What can HR expect? Here are six substantial changes the DOL proposed in February:
- Notice from employees — The law is vague about when employers are put on notice that an employee needs FMLA. Right now, all that’s clear is that employees don’t need to specifically mention FMLA. The proposed regs give some clarification: Employees’ notices must indicate they’re unable to work and they plan to visit a healthcare provider, and they must provide an estimated duration of the absence.
- Notice to employees — Right now, employers have to tell employees that time off will be counted as FMLA within two days of learning about the qualifying condition. Under the new regs, employers would have five days.
- Definition of “serious health condition” — To qualify for FMLA, an employee or family member must be incapacitated for more than three consecutive days and make at least two visits to a healthcare provider (or one visit plus continuing treatment). The proposed regs require those two visits to occur within 30 days of when the period of incapacity starts. Also, to get leave for a chronic condition, the employee or family member must make at least two doctor visits annually.
- Eligibility standards — Employees are eligible for leave if they’ve worked for the company for at least 12 months — even if the 12 months weren’t consecutive. The current rules don’t say how long employees can go back to add up periods of service.

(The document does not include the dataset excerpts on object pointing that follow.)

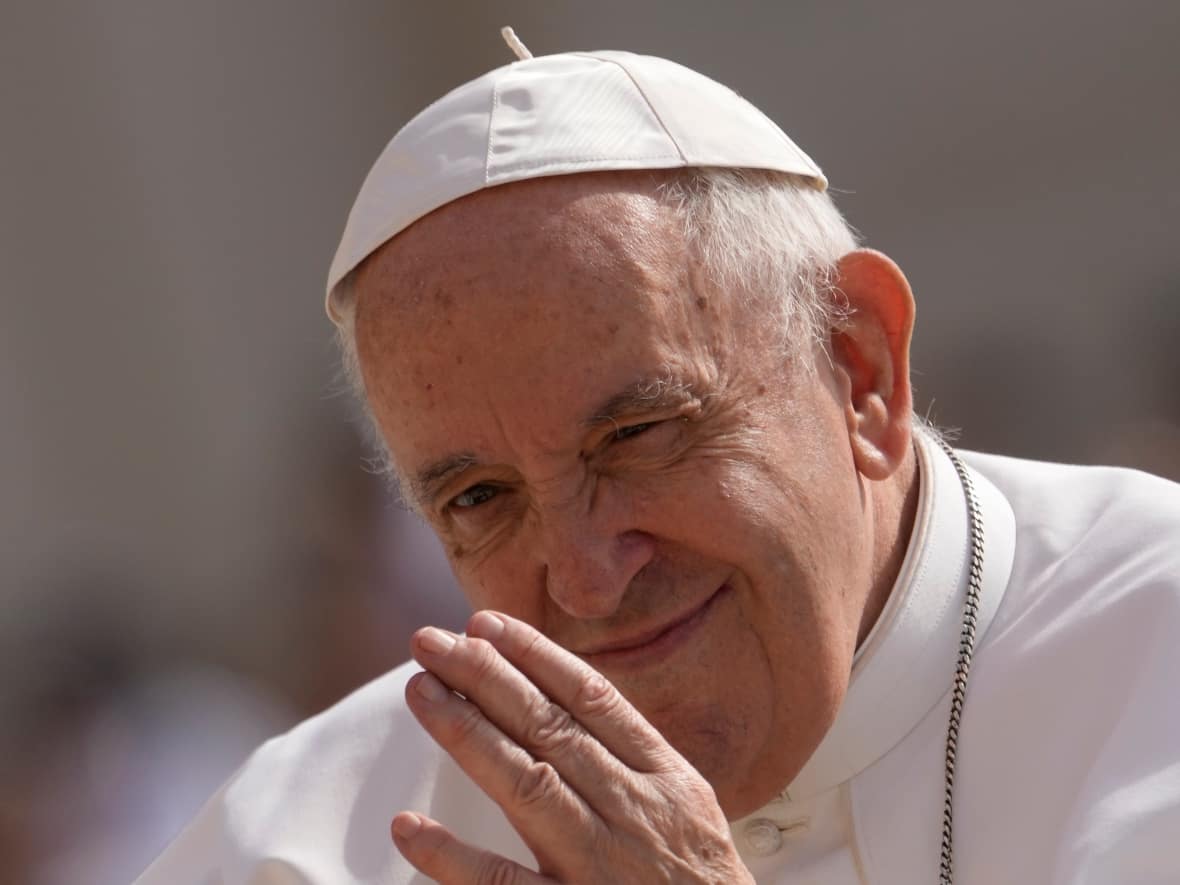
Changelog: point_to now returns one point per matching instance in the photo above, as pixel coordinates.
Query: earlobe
(871, 351)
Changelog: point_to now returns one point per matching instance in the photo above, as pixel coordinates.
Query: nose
(590, 558)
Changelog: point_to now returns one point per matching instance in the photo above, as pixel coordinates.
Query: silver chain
(963, 664)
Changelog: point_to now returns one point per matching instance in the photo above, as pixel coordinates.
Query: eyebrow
(650, 394)
(431, 478)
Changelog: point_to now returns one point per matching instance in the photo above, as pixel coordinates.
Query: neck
(895, 505)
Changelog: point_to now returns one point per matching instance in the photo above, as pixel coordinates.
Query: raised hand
(594, 790)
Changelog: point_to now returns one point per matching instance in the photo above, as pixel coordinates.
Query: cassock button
(762, 837)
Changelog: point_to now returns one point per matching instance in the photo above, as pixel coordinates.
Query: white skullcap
(556, 115)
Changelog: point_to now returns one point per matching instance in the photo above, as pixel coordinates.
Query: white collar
(906, 662)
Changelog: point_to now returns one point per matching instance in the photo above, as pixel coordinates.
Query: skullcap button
(762, 837)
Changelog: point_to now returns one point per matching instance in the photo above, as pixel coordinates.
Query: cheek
(503, 582)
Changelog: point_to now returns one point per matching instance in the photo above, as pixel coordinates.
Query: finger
(577, 687)
(434, 852)
(541, 805)
(524, 713)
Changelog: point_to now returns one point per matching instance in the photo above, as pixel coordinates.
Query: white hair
(771, 238)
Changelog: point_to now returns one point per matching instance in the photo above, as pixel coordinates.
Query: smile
(653, 646)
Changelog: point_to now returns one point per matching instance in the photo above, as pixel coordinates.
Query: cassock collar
(906, 662)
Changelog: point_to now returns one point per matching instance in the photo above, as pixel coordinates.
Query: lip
(654, 644)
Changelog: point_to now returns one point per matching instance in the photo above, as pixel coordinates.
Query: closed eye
(633, 430)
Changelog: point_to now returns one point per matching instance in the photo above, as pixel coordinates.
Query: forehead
(504, 316)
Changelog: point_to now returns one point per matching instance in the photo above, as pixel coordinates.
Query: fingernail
(428, 687)
(485, 624)
(434, 640)
(406, 825)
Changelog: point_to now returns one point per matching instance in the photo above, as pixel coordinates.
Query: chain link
(963, 664)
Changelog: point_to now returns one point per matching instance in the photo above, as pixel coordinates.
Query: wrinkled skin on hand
(594, 790)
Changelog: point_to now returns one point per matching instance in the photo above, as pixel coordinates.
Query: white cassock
(1068, 758)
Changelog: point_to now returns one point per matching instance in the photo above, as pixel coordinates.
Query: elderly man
(739, 618)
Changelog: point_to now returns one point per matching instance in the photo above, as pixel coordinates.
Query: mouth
(651, 646)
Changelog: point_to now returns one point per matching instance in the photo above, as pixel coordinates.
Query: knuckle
(538, 785)
(549, 728)
(596, 696)
(495, 870)
(485, 660)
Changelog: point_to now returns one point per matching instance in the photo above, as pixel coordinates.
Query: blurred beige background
(192, 555)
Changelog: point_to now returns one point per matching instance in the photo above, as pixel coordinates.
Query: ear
(871, 356)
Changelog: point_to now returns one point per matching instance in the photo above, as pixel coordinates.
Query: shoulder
(1073, 676)
(1103, 523)
(314, 805)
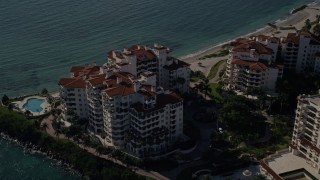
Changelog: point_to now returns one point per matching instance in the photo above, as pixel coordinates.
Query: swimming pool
(33, 104)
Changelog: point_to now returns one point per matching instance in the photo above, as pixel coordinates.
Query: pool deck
(45, 105)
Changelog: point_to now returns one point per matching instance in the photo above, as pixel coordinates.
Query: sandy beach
(295, 20)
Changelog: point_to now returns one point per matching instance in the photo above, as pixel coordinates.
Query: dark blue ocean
(41, 39)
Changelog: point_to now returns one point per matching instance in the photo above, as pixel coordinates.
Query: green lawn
(214, 69)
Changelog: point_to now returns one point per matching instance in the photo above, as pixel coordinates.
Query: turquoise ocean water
(19, 164)
(41, 39)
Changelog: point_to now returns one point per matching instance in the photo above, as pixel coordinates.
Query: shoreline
(292, 20)
(31, 149)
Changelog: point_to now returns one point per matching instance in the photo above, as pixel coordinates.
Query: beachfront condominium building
(125, 102)
(300, 51)
(306, 139)
(172, 73)
(252, 63)
(73, 91)
(302, 159)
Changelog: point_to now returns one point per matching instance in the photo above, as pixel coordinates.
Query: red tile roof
(142, 54)
(256, 65)
(72, 83)
(247, 45)
(176, 65)
(121, 89)
(99, 79)
(86, 70)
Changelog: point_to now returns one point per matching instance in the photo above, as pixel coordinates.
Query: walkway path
(138, 170)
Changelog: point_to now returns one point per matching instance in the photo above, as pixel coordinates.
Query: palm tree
(206, 89)
(57, 132)
(44, 126)
(27, 113)
(307, 25)
(316, 29)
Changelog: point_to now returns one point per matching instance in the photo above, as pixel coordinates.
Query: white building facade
(305, 139)
(299, 51)
(251, 64)
(124, 101)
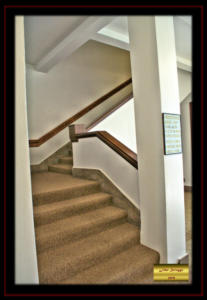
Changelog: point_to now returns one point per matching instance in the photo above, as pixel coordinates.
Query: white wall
(121, 124)
(155, 86)
(184, 82)
(186, 140)
(91, 153)
(25, 248)
(89, 73)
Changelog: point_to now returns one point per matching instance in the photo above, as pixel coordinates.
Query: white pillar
(155, 87)
(25, 249)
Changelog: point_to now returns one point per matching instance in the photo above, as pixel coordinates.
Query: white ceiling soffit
(49, 39)
(116, 34)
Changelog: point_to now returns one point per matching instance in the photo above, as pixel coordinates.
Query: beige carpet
(82, 238)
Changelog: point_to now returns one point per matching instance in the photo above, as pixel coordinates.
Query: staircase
(81, 237)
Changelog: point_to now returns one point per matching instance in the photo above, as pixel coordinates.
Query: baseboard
(52, 159)
(188, 188)
(107, 186)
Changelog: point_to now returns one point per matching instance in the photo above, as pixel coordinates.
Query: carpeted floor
(82, 238)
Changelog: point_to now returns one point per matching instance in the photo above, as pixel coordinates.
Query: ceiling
(47, 36)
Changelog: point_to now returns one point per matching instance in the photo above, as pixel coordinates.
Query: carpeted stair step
(76, 227)
(47, 213)
(66, 160)
(60, 168)
(68, 260)
(76, 188)
(130, 266)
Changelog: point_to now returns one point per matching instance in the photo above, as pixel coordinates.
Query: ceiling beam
(111, 41)
(72, 42)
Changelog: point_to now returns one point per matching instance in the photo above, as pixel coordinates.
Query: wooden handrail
(109, 140)
(56, 130)
(109, 112)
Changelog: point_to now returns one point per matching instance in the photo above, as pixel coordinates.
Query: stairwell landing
(81, 236)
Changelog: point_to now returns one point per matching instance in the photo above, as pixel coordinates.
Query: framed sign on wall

Under the proposed regs, employers won’t need to count any time that occurred before a break in service of more than five years.
- Contact with healthcare providers — Right now, employers are forbidden from directly contacting an employee’s doctor. But under the proposed regs, companies may do so in order to clarify an insufficient certification (after giving the employee a chance to correct the problem).
- Release of claims — Employees can’t waive their right to sue for an FMLA violation. The courts haven’t agreed on whether that only refers to future FMLA claims, or if it also includes retroactive waivers, such as those found in severance agreements. Under the DOL’s proposal, the latter type of waiver will be allowed.
We’ll keep you posted on the changes when the regs become official.
Tags: Department of Labor, DOL, FMLA, OMB, proposed regulations

November 5th, 2008 at 4:07 pm
Finally, some clarity.
November 6th, 2008 at 9:30 am
Very informative. Thank you for publishing the Big 6.
November 6th, 2008 at 10:31 am
Clarity, yes, some. But intermittent leave time is still a disaster. So much employee flexibility you almost have to carry 1.5 people for every position. Employer has limited “control” or options.
November 6th, 2008 at 11:16 am
Company is presently being sued by an employee through EEOC for failure to grant a FMLA instead of terminating him for unacceptable attendence after progressive discipline had been exhausted and
If I asked an employee who had a attendence problem if they needed to go on a family medical leave and they refused, before I had to terminate them.Once I have terminated them because they did not improve am I subject to any liability under ADA. Because I did not demand that they go on a FMLA.
November 6th, 2008 at 11:43 am
Anita – I think it’s time for a labor attorney. I know a good one, if you need a referral. Unless you’ve handled EEOC or Human Rights complaints previously, it’s really a good idea to consult with counsel.
November 6th, 2008 at 11:49 am
Yes I am dealing with a Labor Attorney. Wanted to know if someone else has had a similar situation
November 6th, 2008 at 11:53 am
Haven’t had this situation but would be interested in the final outcome if you’re able to share at a later date.
November 17th, 2008 at 4:00 pm
[...] The rules are substantially the same as the regs proposed in February, which we covered here. [...]
January 21st, 2009 at 10:21 am
#4. Eligibility Standards-does this mean the hours (1650 hours) do not count towards FMLA criteria, just the months?
April 14th, 2009 at 9:02 pm
Thats what I was wondering, in addition to everything else required, is it just the months worked now to qualify and not about having the required hours worked that I was told was 1,250 hours had to be worked with in the last 12 months?